2. mäßiggradige Abnutzungserscheinungen beider Hüftgelenke
3. Geringgradige Abnutzungserscheinungen des oberen Sprunggelenkes links
4. Mäßiggradige Abnutzungserscheinungen der Lendenwirbelsäule teilweise mit ausstrahlenden Nervenreizerscheinungen
5. Übergewicht
38
Wie Dr. G. festgehalten hat, berücksichtigen die aktenkundigen der Beklagten vorliegenden ärztlichen Gutachten sämtliche wesentliche und bis dahin bekannte Erkrankungen der Klägerin.

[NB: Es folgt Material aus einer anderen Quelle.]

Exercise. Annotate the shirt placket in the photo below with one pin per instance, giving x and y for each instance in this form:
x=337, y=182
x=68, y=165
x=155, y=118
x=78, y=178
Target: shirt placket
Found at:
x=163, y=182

Eine wesentliche Veränderung des Gesundheitszustandes im Vergleich zu den zuletzt von der Beklagten eingeholten Gutachten ist nicht eingetreten. Die dort beschriebenen Gesundheitsstörungen liegen weiterhin vor.
39
Der Klägerin sind keine schweren Arbeiten, Arbeiten mit Stressbelastungen oder unter Zeitdruck sowie Verantwortung für Personen und Maschinen oder Arbeiten in Nachtschicht zumutbar. Wegen der Erkrankung der Hüftgelenke und des linken Sprunggelenks sind keine Arbeiten mehr möglich mit Zwangshaltungen der Hüften, ausschließlich stehenden oder gehenden Tätigkeiten, ein Ersteigen von Treppen, Leitern oder Gerüsten und Arbeiten mit Absturzgefahr.
40
Auf Grund der Wirbelsäulenerkrankung kann die Klägerin keine Tätigkeiten mehr ausüben, die mit dem regelmäßigen Heben von Lasten mit mehr als 10 kg und Tragen von Lasten mit mehr als 5 Kilogramm ohne mechanische Hebehilfen oder mit Zwangshaltung der Wirbelsäule einhergehen.
41
Soweit die Klägerin vorgetragen hat, ihr Gehvermögen sei eingeschränkt, steht fest, dass sie für die Zurücklegung einer beobachteten Wegstrecke von mindestens 500 m deutlich weniger als 10 Minuten benötigte und das Gangbild unauffällig war. Das Muskelrelief der unteren Extremitäten ist bei der Klägerin seitengleich kräftig ausgeprägt und Lähmungserscheinungen konnten nicht eruiert werden. Auch benötigt die Klägerin keine Hilfsmittel wie zum Beispiel Gehstock, Unterarmgehstützen, Rollator oder Rollstuhl.
42
Die Erkrankung der Hüften und des linken Sprunggelenkes begründet eine geringgradige Einschränkung der Mobilität. Die Zurücklegung einer Gehstrecke von 500 m in 15 Minuten mehrfach täglich ist der Klägerin möglich. Auch benötigt sie nicht zusätzliche Arbeitspausen.
43
Mit diesem Leistungsvermögen erfüllt die Klägerin die Voraussetzungen für die Bewilligung einer Rente wegen Erwerbsminderung nicht mehr. Der Bescheid der Beklagten besteht zu Recht. Die Klage war daher abzuweisen.
44
Die Kostenentscheidung beruht auf § 193 Sozialgerichtsgesetz.